One trillion dollars misdirected?

This article illustrates the sea change that has recently happened in the awareness that coal must be left in the ground if CO2 levels in the atmosphere are to  be limited. it also illustrates how, globally, there is a big time lag between this realisation and the construction of new coal using power plants. The trillion dollars committed to these new facilities could, if redirected to investment in renewable energy, provide enough power for 1.2 billion people, according to a Sierra Club analysis. But it seems unlikely that the ‘free market’ making this shift in the short term, and there is no other mechanism at the global level to regulate such a redirection of investment.

Climate change is not a snake

This interesting op-ed piece in the New York Times by Nicholas Kristof makes the point that our brain/minds did not evolve to deal with long-term threats such as climate change. Our response to immediate threats such as snakes or terrorist attacks is far more highly developed. The result is usually major over-reaction to terrorism as the invasion of Iraq illustrated. In contrast, concern about longer-term drowning of coastal cities is very hard to stimulate.

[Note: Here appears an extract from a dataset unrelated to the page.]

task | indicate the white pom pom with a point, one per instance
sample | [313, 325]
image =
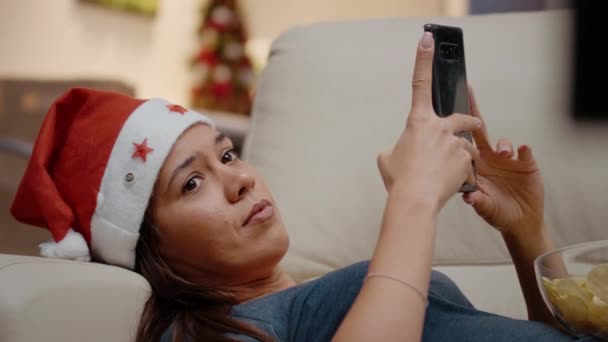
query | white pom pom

This article from the Guardian following the Brussels terrorist attacks also makes the point that over-reaction is exactly what the terror organisations want to precipitate. It is written by a man who was a captive of ISIS for ten months. He even suggests that using the language of war also plays into the propaganda of ISIS. Rather than casting these horrors as acts of war, they should be seen as acts of political violence carried out by, at the most, suicide bombers drawn from a small pool of indoctrinated extremists. Far more people die in western countries from slipping in their baths than from the acts of terrorists, as President Obama pointed out in relation to the USA.